Moderna’s vaccine, mRNA-1273, reduced the risk of COVID-19 infection by 94.5 percent. In the company’s 30,000-patient study, there were 95 cases of infection among patients who received placebo and only five infections in patients who developed COVID-19 after receiving the vaccine.
During ASGCT’s COVID-19 Symposium in September, Kizzmekia Corbett, Ph.D., Research Fellow in the Vaccine Research Center (VRC) of the National Institute of Allergy and Infectious Diseases (NIAID), talked about the VRC’s work collaborating on the Moderna vaccine. When she joined the VRC in 2014, Dr. Corbett said researchers knew very little about the spike protein on the virus’ surface that the virus uses to enter human cells.

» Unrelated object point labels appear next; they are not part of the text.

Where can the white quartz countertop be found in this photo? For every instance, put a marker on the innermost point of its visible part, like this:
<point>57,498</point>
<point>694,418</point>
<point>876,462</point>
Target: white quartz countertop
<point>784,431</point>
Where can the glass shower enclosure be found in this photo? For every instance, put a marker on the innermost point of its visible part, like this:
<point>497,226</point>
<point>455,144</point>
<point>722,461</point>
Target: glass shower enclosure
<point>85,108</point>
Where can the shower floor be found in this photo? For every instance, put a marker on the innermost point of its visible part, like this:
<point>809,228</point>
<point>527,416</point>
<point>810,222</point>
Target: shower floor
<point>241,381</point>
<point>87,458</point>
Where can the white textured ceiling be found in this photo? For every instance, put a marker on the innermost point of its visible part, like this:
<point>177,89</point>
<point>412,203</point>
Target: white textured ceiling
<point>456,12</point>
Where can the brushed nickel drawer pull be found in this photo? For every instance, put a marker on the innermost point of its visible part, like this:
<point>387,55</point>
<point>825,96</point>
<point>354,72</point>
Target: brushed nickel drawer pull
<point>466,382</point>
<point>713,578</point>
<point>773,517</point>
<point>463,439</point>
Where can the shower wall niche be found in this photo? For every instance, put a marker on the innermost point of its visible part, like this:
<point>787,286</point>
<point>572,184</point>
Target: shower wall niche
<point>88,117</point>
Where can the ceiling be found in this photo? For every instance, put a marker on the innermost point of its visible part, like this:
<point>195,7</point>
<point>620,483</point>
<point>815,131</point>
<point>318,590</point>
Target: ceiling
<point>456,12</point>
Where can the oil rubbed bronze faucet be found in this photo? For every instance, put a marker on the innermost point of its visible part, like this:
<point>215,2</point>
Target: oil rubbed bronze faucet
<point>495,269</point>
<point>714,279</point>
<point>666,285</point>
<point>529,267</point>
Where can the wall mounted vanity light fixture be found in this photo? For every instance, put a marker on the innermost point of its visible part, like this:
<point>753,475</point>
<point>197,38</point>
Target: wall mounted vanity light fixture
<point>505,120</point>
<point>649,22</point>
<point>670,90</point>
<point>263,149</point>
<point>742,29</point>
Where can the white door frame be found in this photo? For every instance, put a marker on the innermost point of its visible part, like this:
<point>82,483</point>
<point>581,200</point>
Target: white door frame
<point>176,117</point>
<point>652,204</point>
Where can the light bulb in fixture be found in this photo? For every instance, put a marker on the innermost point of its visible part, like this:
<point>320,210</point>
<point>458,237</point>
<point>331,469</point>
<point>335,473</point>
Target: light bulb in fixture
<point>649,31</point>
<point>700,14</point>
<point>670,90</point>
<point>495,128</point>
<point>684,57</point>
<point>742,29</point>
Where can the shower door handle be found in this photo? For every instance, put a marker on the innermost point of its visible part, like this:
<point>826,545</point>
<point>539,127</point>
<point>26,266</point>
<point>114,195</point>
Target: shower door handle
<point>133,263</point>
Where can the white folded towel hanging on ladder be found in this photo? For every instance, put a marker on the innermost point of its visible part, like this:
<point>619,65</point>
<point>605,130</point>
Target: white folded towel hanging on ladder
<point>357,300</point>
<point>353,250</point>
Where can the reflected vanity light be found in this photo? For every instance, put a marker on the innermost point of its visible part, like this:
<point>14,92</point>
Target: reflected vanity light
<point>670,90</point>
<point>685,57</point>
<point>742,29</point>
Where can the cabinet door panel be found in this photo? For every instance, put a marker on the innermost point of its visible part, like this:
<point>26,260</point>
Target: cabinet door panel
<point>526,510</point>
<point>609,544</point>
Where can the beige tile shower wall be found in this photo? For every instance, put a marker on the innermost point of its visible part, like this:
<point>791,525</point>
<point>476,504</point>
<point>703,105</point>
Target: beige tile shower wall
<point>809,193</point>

“We over the years have done extensive work, particularly around MERS coronavirus, to understand spike immunogenicity and that work really fueled what is the timeline for our rapid SARS-CoV-2 mRNA vaccine development,” Corbett said.
Moderna and Pfizer said they would have 20 million and 50 million doses, respectively, ready by the end of 2020. The companies will file for an emergency use authorization with the FDA in the coming weeks. Both vaccines require two shots.
Temperature is one concern that both companies share, as both vaccines must be stored and transported at low temperatures—minus 4 degrees Fahrenheit for Moderna, and minus 94 Fahrenheit for Pfizer. Moderna reported its vaccine had a shelf life in the refrigerator of 30 days—more than the seven days previously reported—and it could last 12 hours at room temperature.
One week prior to the Moderna announcement, Pfizer and BioNTech reported their vaccine—the first to generate late-stage data in the U.S.—was more than 90 percent effective.
The vaccines by Pfizer and Moderna are the only two that rely on mRNA, and no mRNA vaccine or drug has ever been approved by the FDA. However, scientists, including Drew Weissman, M.D., Ph.D. have been studying the possibilities of custom-made mRNA for decades.
At ASGCT’s 22nd Annual Meeting in 2019, Weissman gave a presentation on RNA-based drugs including the delivery of antibodies and vaccines using mRNA.